Rabu, 26 Oktober 2016

EPISODE DUKA oleh MUH. ILHAM SAPUTRA




EPISODE DUKA


Ilham Saputra

Siang itu, aku bermain di belakang rumah bersama Yayo, sepupuku. Aku bermain robot-robotan. Robot-robotan yang aku dapatkan pada waktu perayaan hari ulang tahun kabupaten.

.Matahari telah berlalu di atas kepala. Akan tetapi aku dan Yayo yang sedikit lebih tua  dariku masih setia menemaniku bermain. Kami pidah dari belakang rumah ke depan di taman bunga dekat ibuku yang lagi ngerumpi dengan tanteku.

Telepon berdering kencang. Aku berlomba untuk mengambil telepon berwarna hitam itu. Aku kalah cekatan dengan adikku Nunu. Setelah melihat alat komunikasi itu, ternyata telepon dari keluarga di Selayar..

Nunu memberikan telepon itu ke  Ibuku yang berbadan gemuk. Tak lama setelah itu, mata ibuku memerah dan berarair. Aku heran dan bertanya-tanya dalam hati.

Wanita bersuara latang itu menaruh telepon  di atas meja makan dan duduk bercerita kepada kami. Ternyata kabar duka.  Pamanku, saudara ibuku meninggal dunia.

Setelah berdiskusi panjang kapan berangkat ke Selayar, para orang rua bersepakat bahwa nenek dan kakek berangkat duluan.  Kakek dan nenek bergegas mengemasi pakaiannya sesekali menghapus air mata.

Sambil nenek  membereskan pakaian, tante Kasma menekan tombol hijau di ponselnya

“Ada dua penumpang.  Di Lappa.. sekarang! Ya.. ya”
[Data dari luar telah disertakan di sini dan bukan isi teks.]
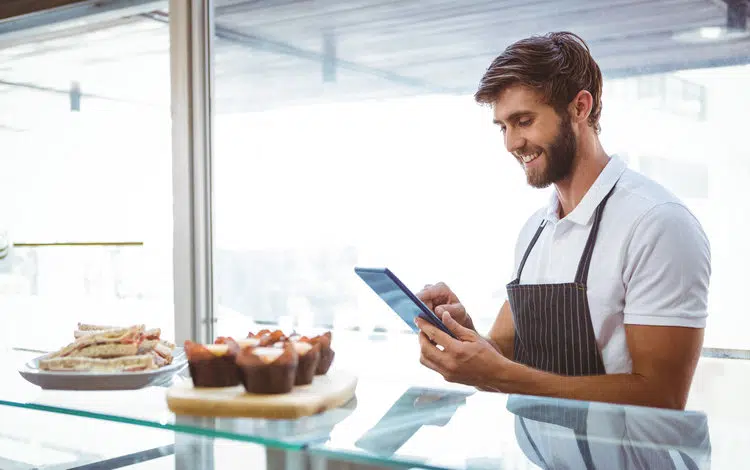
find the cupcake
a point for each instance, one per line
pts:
(213, 365)
(268, 370)
(309, 358)
(326, 353)
(268, 337)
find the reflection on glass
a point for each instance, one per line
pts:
(417, 407)
(567, 434)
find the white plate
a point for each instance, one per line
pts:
(59, 380)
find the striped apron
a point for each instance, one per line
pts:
(554, 333)
(553, 325)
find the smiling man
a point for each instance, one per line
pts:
(609, 298)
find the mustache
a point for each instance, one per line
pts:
(526, 151)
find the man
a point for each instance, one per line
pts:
(609, 299)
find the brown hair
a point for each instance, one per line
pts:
(559, 65)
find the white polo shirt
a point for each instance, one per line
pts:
(650, 266)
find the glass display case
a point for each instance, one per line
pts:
(390, 423)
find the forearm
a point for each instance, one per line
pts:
(628, 389)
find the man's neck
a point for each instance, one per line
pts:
(589, 163)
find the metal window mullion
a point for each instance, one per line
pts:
(191, 39)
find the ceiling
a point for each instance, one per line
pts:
(291, 52)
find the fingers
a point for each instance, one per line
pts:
(461, 332)
(435, 294)
(455, 310)
(436, 334)
(431, 356)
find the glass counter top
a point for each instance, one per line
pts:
(406, 415)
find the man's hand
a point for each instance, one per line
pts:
(440, 298)
(470, 360)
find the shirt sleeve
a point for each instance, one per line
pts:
(667, 269)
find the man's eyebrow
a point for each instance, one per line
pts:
(514, 117)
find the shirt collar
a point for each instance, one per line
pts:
(585, 209)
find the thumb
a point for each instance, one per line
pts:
(456, 328)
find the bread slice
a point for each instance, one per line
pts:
(90, 327)
(120, 364)
(162, 354)
(120, 335)
(106, 350)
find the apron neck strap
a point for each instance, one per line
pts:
(531, 245)
(583, 266)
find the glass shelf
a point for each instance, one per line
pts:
(406, 416)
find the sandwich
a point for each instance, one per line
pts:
(119, 364)
(105, 343)
(160, 350)
(85, 329)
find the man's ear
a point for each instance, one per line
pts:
(580, 107)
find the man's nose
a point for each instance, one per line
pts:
(514, 141)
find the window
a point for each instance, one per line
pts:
(85, 198)
(347, 135)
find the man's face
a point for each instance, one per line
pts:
(542, 140)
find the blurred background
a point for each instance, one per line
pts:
(346, 134)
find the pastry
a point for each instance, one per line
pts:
(309, 357)
(268, 370)
(326, 353)
(213, 365)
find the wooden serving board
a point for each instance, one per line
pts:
(326, 392)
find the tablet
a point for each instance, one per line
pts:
(394, 293)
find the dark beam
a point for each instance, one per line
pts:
(279, 47)
(13, 8)
(30, 25)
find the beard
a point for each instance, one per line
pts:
(559, 157)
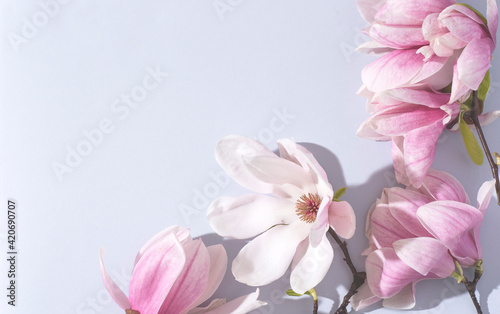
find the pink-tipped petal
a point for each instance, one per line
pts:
(115, 292)
(474, 62)
(230, 154)
(453, 223)
(155, 274)
(403, 300)
(403, 205)
(385, 228)
(386, 274)
(419, 149)
(267, 257)
(342, 219)
(425, 255)
(442, 186)
(363, 298)
(368, 8)
(158, 240)
(248, 215)
(492, 17)
(398, 160)
(218, 265)
(309, 269)
(191, 282)
(392, 70)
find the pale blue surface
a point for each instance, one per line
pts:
(267, 69)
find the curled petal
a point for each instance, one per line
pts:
(115, 292)
(392, 70)
(492, 17)
(403, 300)
(425, 255)
(191, 282)
(387, 274)
(342, 219)
(218, 265)
(474, 62)
(155, 274)
(321, 224)
(310, 267)
(267, 257)
(248, 215)
(230, 153)
(419, 150)
(442, 186)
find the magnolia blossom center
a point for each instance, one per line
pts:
(307, 207)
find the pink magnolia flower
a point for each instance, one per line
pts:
(290, 224)
(413, 118)
(417, 234)
(175, 274)
(432, 41)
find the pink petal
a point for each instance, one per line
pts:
(248, 215)
(403, 300)
(373, 48)
(492, 17)
(266, 258)
(387, 274)
(342, 219)
(463, 23)
(191, 282)
(431, 99)
(452, 223)
(403, 119)
(363, 298)
(158, 240)
(218, 265)
(155, 274)
(320, 225)
(230, 153)
(115, 292)
(243, 304)
(403, 205)
(419, 150)
(442, 186)
(474, 62)
(310, 267)
(396, 36)
(425, 255)
(392, 70)
(458, 88)
(385, 228)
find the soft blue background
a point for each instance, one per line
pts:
(266, 69)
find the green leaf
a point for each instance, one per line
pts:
(484, 87)
(475, 11)
(292, 293)
(471, 144)
(338, 194)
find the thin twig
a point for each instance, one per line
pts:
(358, 277)
(494, 167)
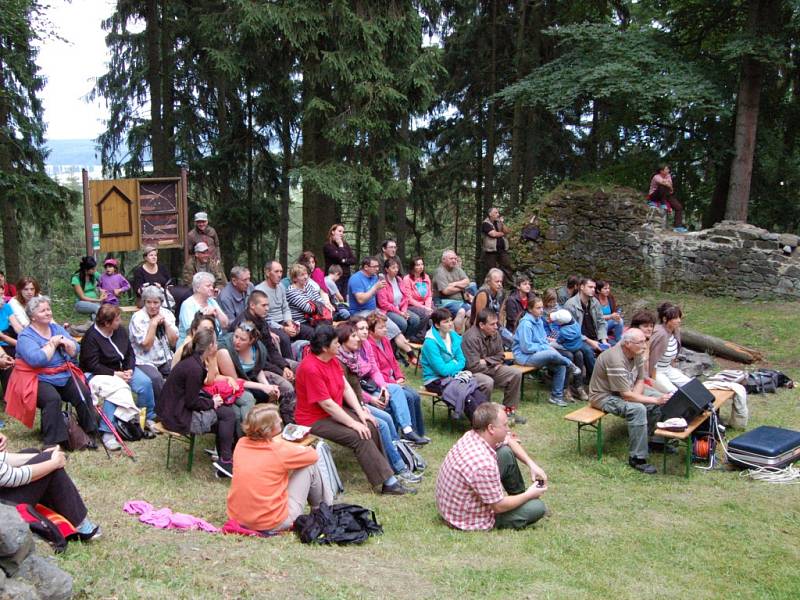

Sekitar 30 menit menunggu, mobil pun datang. Kakek dan nenek segera naik ke mobil keluaran tahun 90an. Naiknya kakek dan nenek ke mobil Mitsubishi itu mengawali perjalanan mereka ke Pelabuhan Bira kabupaten Bulukumba. Lambaian tangan mengawali perpisahan kami

            Matahari sore mencapai batas langit, alunan ayat-ayat Al-quran telah dilantungkan dari Masjid seberang sungai. Ponsel tak boleh jauh dari kantong.

Aku tak tahu bagamana suasana di rumah duka itu..

“Kak Yayo, kira-kira nangis orang di sana?”

“Ya, iyalah!. Masa ketawa-ketawa” jawab Yayo.


Malam hari aku tak bisa tidur. Hati gelisah. Bolak-balik di tempat tidur, ibu menegurku

“Iyan, tidur, Nak!”

“Mataku tak bisa tidur, Mak”

“Tidurlah!”

“Iya Mak”

Aku bayangkan perjalanan ke Selayar besok. Mungkinkah menyenangkan atau sebaliknya.     
      
Akhirnya aku tidur juga. Subuh telah menemui kami. Ayam telah mengalunkan suara merdunya. Burung-burung ramai berkicau. Aku terbangun dengan wajah kusut.

Aku menuju kamar mandi akan tetapi Tante Kasma ada di dalamnya. Aku melihat ponsel di atas meja. Aku meraih ponsel itu dan mempermainkannya. Tak terasa tante Kasma telah selesai mandi. Aku menaruh ponsel itu di tempat semula kemudian bergegas ke kamar mandi.

            Semua persiapan telah selesai. Mobil yang akan kami tumpangi menuju ke pelabuhan Bira telah terparkir di depan rumah.